Using satellite data and imagery, researchers have mapped the ongoing power outages across the island. Their data show that long-term blackouts have disproportionately affected people in rural areas.
Meanwhile, another team of researchers studying the hurricane's effects on Puerto Rico's forests found that about half of the tall trees that make up the forests' canopies were lost or damaged — and that could spell problems for the soil below, NASA officials said in a statement. [In Photos: Hurricane Maria Seen from Space]
Blackouts by night
Satellite images taken of Puerto Rico by night before Hurricane Maria show an island aglow with artificial light from cities and smaller communities. After Hurricane Maria ravaged the island as a Category 4 storm, a blackout left the island practically invisible from space at night, with the exception of a small area around San Juan.
Six months later, power was restored to much of the island, and about 16 percent of the U.S. territory remained without power. But that didn't last long. Puerto Rico's power grid collapsed once again in April 2018, causing an islandwide blackout.
Scientists at NASA's Goddard Space Flight Center in Greenbelt, Maryland, have been monitoring Puerto Rico's electricity grid since the hurricane by creating maps of the island's lights using imagery from the Suomi NPP satellite, a joint operation between NASA and the National Oceanic and Atmospheric Administration (NOAA). The satellite is best known for its gorgeous "Black Marble" images of Earth by night.
By combining images from Suomi NPP with Landsat images and OpenStreetMap data, the researchers "developed neighborhood-scale maps of lighting in communities across Puerto Rico," NASA officials said.
The study found that Puerto Rico's power outages disproportionately affected rural communities, where 41 percent of neighborhoods underwent "prolonged periods of outage," while only 29 percent of urban areas suffered from lengthy power outages, NASA officials said. "The difference between urban and rural recovery rates is in part because of the centralized setup of Puerto Rico's energy grid that directs all power to prioritized locations rather than based on proximity to the nearest power plant," which is why areas with lower population densities suffered the worst of the blackouts, NASA officials said.
"It's not just the electricity being lost," Miguel Román, a research scientist at Goddard, said in the statement. "Storm damage to roads, high-voltage power lines and bridges resulted in cascading failures across multiple sectors, making many areas inaccessible to recovery efforts. So people lost access to other basic services like running water, sanitation, and food for extended time periods."
Román and his colleagues hope to build upon this method to help disaster relief efforts in the future by combining this satellite data with maps that show up-to-date information on the status of local infrastructure, including roads, bridges, dams and access to clean water "so that when the lights are out, disaster responders can cross-reference energy data with other infrastructure bottlenecks" and see what problems need to be solved first, so that at-risk communities could be identified and resources could be allocated efficiently.
Forests get a "haircut"
While one team of Goddard scientists has been investigating the effects Hurricane Maria had on the human communities of Puerto Rico, another team has been using satellite images to see how the island's fauna is recovering from the catastrophic storm.

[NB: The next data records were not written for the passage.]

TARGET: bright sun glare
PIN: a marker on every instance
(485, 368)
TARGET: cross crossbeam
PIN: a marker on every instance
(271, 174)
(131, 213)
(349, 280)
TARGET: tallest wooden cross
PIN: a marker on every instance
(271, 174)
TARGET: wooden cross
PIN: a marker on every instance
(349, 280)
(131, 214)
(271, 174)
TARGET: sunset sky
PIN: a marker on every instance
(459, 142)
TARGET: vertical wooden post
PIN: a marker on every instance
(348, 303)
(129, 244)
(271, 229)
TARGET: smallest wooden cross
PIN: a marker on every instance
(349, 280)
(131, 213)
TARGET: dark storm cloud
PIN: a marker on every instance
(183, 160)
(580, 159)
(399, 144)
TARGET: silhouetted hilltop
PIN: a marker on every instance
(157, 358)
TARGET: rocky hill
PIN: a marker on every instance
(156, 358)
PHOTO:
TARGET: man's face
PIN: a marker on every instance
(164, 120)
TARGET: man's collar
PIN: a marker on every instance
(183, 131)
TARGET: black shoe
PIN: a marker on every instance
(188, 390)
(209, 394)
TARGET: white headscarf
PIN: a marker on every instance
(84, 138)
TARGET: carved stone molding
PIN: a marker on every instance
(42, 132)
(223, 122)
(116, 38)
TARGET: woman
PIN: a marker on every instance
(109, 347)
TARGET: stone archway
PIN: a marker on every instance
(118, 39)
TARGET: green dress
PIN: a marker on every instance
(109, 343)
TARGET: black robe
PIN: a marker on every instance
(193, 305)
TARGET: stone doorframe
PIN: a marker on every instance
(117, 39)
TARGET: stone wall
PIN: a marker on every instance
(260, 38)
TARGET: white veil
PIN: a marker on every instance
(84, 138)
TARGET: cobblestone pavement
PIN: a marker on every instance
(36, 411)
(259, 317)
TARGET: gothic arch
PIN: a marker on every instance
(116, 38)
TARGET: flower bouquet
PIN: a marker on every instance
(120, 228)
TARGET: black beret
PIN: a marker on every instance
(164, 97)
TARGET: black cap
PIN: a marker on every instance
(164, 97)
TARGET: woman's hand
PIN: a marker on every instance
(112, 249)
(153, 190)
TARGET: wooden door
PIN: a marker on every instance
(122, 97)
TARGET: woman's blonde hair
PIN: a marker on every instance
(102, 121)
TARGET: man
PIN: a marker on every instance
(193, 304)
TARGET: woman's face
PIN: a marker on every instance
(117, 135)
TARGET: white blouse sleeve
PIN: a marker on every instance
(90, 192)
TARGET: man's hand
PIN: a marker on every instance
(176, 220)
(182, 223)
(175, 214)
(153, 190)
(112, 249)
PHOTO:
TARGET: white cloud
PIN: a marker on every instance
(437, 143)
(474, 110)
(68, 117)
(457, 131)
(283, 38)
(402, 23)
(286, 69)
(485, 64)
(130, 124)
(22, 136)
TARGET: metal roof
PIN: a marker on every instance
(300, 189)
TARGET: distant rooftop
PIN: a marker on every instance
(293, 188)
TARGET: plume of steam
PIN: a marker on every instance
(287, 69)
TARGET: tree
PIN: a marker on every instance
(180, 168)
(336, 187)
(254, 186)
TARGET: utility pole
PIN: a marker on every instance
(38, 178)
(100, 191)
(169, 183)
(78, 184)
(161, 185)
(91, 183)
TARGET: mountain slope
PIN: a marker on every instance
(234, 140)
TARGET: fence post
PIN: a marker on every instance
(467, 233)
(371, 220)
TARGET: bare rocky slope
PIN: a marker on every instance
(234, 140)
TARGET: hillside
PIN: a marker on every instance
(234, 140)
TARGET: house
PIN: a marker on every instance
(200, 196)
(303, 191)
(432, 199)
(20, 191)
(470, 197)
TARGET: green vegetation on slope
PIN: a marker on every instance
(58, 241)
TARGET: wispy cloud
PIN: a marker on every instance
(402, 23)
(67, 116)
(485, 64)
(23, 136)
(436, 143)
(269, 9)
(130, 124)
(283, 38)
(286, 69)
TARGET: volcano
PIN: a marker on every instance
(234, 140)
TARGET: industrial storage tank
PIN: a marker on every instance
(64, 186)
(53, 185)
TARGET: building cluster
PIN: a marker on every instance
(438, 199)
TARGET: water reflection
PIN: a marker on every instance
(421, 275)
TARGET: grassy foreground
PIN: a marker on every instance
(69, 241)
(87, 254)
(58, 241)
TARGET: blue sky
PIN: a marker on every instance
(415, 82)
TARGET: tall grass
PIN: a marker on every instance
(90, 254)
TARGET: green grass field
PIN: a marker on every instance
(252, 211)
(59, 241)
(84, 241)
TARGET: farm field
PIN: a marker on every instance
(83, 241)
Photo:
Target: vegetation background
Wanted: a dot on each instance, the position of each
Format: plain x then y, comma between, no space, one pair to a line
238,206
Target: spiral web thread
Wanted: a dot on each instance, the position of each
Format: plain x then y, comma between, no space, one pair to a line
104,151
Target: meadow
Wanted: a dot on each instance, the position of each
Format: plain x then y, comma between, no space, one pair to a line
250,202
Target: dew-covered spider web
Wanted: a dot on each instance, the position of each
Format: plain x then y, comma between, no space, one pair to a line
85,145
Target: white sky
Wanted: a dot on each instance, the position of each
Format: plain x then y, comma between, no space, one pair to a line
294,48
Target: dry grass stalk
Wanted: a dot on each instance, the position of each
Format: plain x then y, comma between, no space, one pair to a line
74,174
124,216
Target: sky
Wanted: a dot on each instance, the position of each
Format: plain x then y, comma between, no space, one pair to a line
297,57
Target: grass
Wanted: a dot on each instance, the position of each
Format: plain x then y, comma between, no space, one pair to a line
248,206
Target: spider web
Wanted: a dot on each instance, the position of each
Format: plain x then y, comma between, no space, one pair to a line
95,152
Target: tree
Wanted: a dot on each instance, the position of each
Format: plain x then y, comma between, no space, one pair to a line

For up to six months before Hurricane Maria hit, NASA researchers had already been surveying Puerto Rico's rain forests by plane using an instrument called Goddard's Lidar, Hyperspectral, and Thermal (G-LiHT) airborne imager. This instrument uses laser pulses to create 3D, high-resolution maps of the rain forest. Using that data, scientists can determine not only the physical structure of the forest but also the distribution of the different plant species that live there.
After Hurricane Maria, Goddard scientists returned with the G-LiHT imager to see how the storm had affected the structure of Puerto Rico's rain forest — and the results are astonishing. "Comparing the before and after data, the team found that 40 to 60 percent of the tall trees that formed the canopy of the forest were damaged, either snapped in half, uprooted by strong winds or lost large branches," NASA officials said.
"Maria gave the island's forests a haircut," Goddard research scientist Doug Morton said in the statement. "The island lost so many large trees that the overall height of forests was shortened by one-third. We basically saw 60 years' worth of what we would otherwise consider natural treefall disturbances happen in one day."
The forest lost not only a considerable amount of height but also its ability to stabilize the earth below those trees. "Fallen trees that no longer stabilize soil on slopes with their roots as well as downed branches can contribute to landslides and debris flows, increased erosion, and poor water quality in streams and rivers where sediments build up," NASA officials said.
As the forest recovers from the damage, scientists will continue to monitor it from the air and from the ground, NASA officials said.
The findings of these studies were presented Monday (Dec. 10) at the American Geophysical Union meeting in Washington.